The Fugu Plan is a mix of storytelling and history, relating how the Japanese, allies of the Nazis, nonetheless allowed thousands of European Jewish refugees to enter Shanghai and Kobe. It explores a bizarre twist on the anti-Semitic lies of The Protocols of the Elders of Zion. The Japanese had had almost no exposure to Jews and were introduced to Protocols in 1919 by the White Russians, alongside whom they fought against the communists.
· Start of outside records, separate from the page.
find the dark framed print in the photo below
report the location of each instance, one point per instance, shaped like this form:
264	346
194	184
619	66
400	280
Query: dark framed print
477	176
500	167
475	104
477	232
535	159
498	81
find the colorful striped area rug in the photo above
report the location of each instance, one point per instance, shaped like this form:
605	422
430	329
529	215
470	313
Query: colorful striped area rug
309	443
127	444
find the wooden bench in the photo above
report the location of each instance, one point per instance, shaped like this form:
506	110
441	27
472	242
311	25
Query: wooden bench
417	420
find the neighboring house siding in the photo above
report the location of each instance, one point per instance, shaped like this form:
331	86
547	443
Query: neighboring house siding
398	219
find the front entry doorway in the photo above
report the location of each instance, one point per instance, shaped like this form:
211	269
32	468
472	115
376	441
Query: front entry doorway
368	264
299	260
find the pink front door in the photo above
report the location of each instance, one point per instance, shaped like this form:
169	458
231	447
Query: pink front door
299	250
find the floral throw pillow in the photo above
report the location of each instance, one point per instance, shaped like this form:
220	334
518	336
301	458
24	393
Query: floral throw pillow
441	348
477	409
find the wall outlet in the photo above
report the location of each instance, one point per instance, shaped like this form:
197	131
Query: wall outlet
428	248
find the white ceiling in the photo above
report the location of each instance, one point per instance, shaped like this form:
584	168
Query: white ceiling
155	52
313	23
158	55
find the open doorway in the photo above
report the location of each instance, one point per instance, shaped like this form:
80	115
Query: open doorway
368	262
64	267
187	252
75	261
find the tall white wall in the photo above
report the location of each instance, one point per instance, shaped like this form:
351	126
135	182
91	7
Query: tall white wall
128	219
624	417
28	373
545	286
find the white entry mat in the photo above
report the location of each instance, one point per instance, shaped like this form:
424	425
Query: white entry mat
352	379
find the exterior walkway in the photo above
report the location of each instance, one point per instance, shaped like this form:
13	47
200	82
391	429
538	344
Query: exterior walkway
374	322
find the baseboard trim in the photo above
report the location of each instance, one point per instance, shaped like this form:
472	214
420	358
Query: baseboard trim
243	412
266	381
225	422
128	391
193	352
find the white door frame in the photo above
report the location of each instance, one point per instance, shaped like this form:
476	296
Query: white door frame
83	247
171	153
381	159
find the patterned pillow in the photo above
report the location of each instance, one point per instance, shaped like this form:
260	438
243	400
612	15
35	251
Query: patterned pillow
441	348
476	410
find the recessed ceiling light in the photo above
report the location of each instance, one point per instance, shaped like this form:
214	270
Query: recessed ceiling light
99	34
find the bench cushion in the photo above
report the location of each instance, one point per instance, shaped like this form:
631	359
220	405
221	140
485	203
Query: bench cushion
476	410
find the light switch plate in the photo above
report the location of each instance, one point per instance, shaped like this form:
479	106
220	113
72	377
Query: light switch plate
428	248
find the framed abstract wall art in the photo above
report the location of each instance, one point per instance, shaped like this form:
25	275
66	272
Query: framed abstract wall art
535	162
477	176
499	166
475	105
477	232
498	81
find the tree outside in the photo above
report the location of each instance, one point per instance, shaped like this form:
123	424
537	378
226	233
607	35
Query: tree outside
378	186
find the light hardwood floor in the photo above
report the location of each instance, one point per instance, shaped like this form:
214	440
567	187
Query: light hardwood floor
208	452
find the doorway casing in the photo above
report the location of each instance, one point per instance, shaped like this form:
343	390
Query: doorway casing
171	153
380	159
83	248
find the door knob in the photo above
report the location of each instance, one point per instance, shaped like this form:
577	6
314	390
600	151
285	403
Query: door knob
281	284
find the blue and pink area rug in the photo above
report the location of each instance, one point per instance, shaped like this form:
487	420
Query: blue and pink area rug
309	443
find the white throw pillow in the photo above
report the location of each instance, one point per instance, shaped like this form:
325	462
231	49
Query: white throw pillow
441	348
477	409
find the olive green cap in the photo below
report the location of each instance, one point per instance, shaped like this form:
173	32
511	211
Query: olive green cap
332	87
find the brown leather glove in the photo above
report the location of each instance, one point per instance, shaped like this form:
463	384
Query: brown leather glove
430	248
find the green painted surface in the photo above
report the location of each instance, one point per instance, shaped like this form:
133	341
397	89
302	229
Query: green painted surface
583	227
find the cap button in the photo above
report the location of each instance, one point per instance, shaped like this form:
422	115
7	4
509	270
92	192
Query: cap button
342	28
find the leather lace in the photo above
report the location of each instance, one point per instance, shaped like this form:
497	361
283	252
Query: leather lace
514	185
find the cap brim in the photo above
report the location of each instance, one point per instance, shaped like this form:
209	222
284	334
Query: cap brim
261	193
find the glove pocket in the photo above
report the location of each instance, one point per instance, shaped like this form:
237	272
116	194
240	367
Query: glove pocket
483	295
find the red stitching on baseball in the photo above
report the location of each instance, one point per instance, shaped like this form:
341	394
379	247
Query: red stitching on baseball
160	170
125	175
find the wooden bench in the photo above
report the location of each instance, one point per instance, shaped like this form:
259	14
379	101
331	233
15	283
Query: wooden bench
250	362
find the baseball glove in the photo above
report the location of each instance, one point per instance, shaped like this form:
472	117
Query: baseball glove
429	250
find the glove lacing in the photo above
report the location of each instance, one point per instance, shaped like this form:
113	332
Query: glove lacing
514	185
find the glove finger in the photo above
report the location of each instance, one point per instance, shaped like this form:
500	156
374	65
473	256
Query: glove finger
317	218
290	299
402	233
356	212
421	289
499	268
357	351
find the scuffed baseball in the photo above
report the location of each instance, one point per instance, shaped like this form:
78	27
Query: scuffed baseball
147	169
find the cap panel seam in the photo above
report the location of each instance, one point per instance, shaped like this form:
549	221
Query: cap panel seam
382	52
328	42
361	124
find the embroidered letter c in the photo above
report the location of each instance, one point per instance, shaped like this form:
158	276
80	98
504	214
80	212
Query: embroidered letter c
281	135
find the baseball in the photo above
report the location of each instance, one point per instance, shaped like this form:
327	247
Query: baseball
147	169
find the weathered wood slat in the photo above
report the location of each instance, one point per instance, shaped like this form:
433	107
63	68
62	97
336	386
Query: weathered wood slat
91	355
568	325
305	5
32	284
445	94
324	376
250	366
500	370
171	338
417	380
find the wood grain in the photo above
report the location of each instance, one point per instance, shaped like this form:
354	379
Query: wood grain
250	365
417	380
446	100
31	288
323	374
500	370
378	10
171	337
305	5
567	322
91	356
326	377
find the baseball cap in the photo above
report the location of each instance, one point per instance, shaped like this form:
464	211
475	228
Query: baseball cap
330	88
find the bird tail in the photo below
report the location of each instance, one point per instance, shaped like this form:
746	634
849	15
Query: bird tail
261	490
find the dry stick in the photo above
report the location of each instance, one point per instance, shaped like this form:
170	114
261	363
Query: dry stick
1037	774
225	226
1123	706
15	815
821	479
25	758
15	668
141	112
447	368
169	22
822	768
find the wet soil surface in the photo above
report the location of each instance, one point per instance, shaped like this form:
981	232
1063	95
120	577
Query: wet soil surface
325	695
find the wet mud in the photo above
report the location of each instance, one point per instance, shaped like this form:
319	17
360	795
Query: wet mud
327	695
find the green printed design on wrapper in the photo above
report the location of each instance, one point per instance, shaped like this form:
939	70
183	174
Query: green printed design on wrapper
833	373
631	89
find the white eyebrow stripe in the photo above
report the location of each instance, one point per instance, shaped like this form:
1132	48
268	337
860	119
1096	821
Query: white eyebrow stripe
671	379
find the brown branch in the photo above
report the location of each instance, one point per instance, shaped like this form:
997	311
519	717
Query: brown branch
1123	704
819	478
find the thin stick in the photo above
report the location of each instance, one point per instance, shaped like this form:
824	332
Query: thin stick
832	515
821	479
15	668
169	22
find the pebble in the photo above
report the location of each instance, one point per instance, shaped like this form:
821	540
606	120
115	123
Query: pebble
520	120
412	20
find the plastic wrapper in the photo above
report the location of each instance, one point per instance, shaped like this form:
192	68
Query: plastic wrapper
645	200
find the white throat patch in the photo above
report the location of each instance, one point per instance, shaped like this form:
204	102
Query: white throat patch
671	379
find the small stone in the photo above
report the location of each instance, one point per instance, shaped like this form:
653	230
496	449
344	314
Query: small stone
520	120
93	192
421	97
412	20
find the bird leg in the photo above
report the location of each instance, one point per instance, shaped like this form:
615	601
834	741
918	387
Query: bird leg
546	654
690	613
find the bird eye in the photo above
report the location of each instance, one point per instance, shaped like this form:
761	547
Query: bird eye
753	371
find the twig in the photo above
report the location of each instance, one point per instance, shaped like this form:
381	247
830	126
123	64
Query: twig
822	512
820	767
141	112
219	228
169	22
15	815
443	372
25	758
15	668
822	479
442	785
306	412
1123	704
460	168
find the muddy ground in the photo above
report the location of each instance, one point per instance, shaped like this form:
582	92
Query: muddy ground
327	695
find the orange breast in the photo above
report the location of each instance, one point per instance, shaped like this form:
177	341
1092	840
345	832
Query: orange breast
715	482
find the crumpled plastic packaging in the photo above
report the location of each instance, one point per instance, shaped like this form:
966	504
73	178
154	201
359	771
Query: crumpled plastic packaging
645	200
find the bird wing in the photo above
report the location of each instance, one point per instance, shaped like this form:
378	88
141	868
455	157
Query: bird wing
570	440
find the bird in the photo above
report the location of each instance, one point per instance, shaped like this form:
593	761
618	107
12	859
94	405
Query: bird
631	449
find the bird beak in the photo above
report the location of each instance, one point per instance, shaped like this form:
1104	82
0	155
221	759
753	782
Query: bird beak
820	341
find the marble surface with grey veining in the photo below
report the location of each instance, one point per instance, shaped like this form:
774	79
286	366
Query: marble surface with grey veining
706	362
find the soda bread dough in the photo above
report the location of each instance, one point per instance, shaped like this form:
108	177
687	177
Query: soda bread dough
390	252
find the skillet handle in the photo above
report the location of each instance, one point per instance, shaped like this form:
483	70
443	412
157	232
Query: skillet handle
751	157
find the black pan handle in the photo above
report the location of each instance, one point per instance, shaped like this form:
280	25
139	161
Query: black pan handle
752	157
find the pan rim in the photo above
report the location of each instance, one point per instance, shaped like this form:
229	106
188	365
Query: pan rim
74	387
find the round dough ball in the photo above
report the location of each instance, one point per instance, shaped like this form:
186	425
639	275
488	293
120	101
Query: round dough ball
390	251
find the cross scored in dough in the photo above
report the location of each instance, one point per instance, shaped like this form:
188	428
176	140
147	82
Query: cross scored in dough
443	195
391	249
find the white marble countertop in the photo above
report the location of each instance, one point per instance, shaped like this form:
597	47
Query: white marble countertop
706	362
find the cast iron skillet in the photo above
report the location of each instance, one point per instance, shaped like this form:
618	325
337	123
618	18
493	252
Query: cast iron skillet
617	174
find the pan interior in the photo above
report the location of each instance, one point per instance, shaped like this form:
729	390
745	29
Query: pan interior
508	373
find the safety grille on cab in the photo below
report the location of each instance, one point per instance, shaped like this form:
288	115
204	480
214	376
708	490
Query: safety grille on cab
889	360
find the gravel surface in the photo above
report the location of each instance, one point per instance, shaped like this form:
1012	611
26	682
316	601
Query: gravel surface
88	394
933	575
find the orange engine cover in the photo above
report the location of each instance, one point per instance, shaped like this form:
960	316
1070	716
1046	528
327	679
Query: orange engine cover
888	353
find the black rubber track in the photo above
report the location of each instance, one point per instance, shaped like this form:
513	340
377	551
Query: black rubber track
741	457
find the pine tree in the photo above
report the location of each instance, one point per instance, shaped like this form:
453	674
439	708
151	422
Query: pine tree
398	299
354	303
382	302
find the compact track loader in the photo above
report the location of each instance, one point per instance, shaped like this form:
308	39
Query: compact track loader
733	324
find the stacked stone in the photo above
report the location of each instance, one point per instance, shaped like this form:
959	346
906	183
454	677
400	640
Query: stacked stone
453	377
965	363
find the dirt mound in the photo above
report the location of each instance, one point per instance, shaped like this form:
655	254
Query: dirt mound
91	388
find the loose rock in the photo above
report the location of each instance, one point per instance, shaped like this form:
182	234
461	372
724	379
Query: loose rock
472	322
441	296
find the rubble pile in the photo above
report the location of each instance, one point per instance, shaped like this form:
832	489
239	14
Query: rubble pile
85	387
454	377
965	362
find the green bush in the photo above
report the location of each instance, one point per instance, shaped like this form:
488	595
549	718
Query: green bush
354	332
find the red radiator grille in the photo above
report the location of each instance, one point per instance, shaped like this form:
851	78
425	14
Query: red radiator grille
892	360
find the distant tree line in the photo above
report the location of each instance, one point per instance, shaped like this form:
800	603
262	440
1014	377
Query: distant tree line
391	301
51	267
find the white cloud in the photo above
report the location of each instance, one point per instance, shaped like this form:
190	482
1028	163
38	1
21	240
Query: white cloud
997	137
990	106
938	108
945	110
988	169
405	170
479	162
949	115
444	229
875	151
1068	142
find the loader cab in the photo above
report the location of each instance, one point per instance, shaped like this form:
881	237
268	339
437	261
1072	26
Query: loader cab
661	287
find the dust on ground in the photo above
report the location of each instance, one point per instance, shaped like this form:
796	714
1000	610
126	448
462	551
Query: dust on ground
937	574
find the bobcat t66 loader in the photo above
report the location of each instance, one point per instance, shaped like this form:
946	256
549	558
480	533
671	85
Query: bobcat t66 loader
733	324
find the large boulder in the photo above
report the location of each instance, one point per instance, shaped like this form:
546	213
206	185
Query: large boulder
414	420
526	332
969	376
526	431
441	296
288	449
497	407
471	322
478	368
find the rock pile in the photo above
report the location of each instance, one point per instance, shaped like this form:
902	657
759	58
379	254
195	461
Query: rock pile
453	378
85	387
Supposedly, the Japanese studied the book, believed its propaganda and formulated a plan – the Fugu Plan – to encourage Jewish settlement and investment into Manchuria; the logic being that people with such wealth and power could greatly benefit Japan.

If the Fugu Plan had succeeded – and Tokayer and Swartz explain why it failed – it is estimated that a million Jews might have been saved from death and the war between Japan and the United States could have been prevented.

Of a less shocking nature, but still unique and interesting, is another Gefen publication, Out of the Limelight: Events, Operations, Missions and Personalities in Israeli History by Eliyahu Sacharov, who was one of the determined people who helped bring the fledgling state of Israel into existence. Though not particularly well written, the subject matter makes Out of the Limelight worth reading. It provides an insider's view of a crucial time in Jewish history and relates some of the stories of the men and women who laid the foundation for the future security of Israel.